Isolation of chromosomal DNA, PCR amplification and direct sequencing of the PCR products of isolate AB-18-032T were carried out as described by Kim et al. (1999). The resultant almost complete 16S rRNA gene sequence (1440 nucleotides [nt]) was aligned manually with corresponding sequences of the type strains of the three Verrucosispora species and the type strains of the type species of genera classified in the family Micromonosporaceae, retrieved from the DDBJ/EMBL/GenBank databases, using the PHYDIT program (http://plaza.snu.ac.kr/~jchun/phydit/). Phylogenetic trees were inferred using the least-squares (Fitch and Margoliash 1967), maximum-likelihood (Felsenstein 1981), maximum-parsimony (Kluge and Farris 1969) and neighbor-joining (Saitou and Nei 1987) tree-making algorithms from the PHYLIP package (Felsenstein, 1993). Evolutionary distance matrices were generated for the least-squares and neighbor-joining methods, as described by Jukes and Cantor (1969).

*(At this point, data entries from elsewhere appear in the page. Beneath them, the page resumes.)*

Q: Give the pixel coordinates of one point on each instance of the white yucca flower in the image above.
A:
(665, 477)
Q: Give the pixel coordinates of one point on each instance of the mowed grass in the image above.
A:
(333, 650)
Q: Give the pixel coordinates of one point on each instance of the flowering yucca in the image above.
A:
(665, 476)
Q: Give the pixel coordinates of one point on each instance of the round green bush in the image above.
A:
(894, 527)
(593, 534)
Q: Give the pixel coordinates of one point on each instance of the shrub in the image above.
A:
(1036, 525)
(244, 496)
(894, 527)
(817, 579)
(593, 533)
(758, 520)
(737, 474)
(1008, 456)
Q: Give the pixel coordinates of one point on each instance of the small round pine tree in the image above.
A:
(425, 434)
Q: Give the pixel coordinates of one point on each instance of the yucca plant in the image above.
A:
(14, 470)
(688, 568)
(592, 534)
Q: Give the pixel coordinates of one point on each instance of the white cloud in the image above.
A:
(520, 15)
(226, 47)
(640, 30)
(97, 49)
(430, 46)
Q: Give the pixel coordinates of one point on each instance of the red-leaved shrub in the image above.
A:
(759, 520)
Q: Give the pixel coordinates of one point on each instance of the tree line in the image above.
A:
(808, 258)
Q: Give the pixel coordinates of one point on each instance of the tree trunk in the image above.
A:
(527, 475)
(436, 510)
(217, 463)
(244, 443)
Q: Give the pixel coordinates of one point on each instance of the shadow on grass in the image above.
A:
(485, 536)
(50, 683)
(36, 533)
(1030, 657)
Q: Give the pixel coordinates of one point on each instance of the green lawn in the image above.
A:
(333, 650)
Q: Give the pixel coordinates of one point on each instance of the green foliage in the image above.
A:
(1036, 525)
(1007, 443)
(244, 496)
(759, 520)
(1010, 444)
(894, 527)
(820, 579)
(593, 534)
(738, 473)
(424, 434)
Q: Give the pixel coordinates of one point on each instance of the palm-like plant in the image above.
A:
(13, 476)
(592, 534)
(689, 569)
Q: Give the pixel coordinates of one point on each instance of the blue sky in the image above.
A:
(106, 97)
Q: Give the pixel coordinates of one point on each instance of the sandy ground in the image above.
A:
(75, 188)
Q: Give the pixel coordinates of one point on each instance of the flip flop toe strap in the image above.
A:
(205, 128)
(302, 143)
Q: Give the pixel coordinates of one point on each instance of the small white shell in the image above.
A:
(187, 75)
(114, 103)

The resultant unrooted tree topologies were evaluated by bootstrap analyses (Felsenstein 1985) based on 1000 resamplings of the neighbor-joining dataset, using the SEQBOOT and CONSENSE options from the PHYLIP package.

Chemotaxonomy

Standard chromatographic procedures were used to determine the menaquinone and polar lipid composition of isolate AB-18-032T (Minnikin et al. 1984; Collins 1994) and to establish if it contained mycolic acids (Minnikin et al. 1975). The G+C mol% content of isolate AB-18-032T and the type strain of V. gifhornensis were determined using the fluorometric method of Gonzalez and Saiz-Jimenez (2002). Briefly, genomic DNA was obtained for the strains using the Qiagen genomi-tip 20/G method, according to the manufacturer’s instructions (Qiagen, UK). DNA melting temperatures (Tm) were calculated using a DNA engine Opticon 2 (Biorad, UK) in the presence of 30% formamide. Tm was calculated from the minimum value of the slope tangent to the melting curve of fluorescence versus temperature (Fig. 3). The G+C mol% was calculated using the equation % GC = 1.99 Tm–71.08.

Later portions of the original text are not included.